Sym 9 and 3 are worth a shot


----------



## superhorn

Bruckner symphonies 4 and 7 are probably the best way to start . Any of the recordings by these renowned conductors do them real justice : Abbado, Barenboim, Boehm, Haitink, Bochum, Karajan, Klemperer, 
Muti, Rattle, Solti, Skrowaczewski, Tennstedt and Wand .


----------



## SONNET CLV

superhorn said:


> Bruckner symphonies 4 and 7 are probably the best way to start . Any of the recordings by these renowned conductors do them real justice : Abbado, Barenboim, Boehm, Haitink, Bochum, Karajan, Klemperer,
> Muti, Rattle, Solti, Skrowaczewski, Tennstedt and Wand .

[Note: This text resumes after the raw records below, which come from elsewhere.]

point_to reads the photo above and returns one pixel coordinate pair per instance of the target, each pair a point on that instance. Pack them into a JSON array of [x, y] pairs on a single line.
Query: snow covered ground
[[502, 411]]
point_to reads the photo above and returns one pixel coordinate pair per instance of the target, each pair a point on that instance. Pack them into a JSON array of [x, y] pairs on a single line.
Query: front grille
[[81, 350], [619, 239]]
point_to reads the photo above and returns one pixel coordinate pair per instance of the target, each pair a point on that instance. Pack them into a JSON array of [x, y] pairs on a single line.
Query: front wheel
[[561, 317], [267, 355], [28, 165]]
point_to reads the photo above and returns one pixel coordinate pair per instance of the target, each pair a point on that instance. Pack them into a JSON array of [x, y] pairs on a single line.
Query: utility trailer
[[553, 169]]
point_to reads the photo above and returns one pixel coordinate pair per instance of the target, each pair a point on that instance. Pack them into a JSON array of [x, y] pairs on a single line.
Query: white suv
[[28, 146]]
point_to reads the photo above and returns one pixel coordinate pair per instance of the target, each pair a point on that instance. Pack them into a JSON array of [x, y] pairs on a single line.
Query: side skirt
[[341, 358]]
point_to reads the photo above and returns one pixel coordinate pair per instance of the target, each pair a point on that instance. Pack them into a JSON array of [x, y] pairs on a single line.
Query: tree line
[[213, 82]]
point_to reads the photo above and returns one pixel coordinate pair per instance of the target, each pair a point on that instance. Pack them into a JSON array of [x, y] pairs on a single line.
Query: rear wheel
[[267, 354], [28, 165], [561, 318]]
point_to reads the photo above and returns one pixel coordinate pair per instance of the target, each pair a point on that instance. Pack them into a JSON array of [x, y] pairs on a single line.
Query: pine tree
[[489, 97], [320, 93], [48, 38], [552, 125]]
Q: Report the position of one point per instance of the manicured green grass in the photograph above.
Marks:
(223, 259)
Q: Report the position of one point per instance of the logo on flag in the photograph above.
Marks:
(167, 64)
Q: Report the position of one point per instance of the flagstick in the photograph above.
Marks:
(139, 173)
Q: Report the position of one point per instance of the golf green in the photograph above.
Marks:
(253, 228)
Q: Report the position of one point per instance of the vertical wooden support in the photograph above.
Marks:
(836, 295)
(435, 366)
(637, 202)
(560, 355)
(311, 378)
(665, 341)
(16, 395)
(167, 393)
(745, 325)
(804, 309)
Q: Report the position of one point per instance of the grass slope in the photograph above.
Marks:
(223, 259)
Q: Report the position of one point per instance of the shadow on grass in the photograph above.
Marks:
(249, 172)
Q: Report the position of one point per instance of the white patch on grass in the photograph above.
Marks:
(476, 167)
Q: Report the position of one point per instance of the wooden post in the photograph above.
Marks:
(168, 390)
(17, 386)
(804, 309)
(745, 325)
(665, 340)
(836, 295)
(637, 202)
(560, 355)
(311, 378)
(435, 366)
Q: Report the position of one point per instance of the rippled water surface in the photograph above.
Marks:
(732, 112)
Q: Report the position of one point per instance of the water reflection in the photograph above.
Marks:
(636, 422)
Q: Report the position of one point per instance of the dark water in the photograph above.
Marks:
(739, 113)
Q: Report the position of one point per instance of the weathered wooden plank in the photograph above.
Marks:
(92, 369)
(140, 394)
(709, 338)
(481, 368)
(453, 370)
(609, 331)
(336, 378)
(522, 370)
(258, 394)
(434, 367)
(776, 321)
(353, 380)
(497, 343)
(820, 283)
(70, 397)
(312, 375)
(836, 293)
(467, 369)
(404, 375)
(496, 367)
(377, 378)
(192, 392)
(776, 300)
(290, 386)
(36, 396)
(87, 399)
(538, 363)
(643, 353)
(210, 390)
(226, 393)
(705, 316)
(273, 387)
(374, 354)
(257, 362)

I heartily agree. The 4th and 7th are supreme Bruckner works, my two favorite of his symphonies, and either one should make it or break it for you as a Mahler fan.

If I had to choose just one, I'd go with the 7th. The opening movement is stunning, from the first measures to the last. The second movement may be Bruckner's strongest orchestral statement. And that third movement .... Why, that's my absolute favorite piece by Bruckner. I often play it out of context of the symphony; that is, I play just that movement, cranking up the volume of the stereo to get those trumpets blasting into my ears. As for the final movement .... If the first three don't sell this work, you needn't bother. But it is a stunner!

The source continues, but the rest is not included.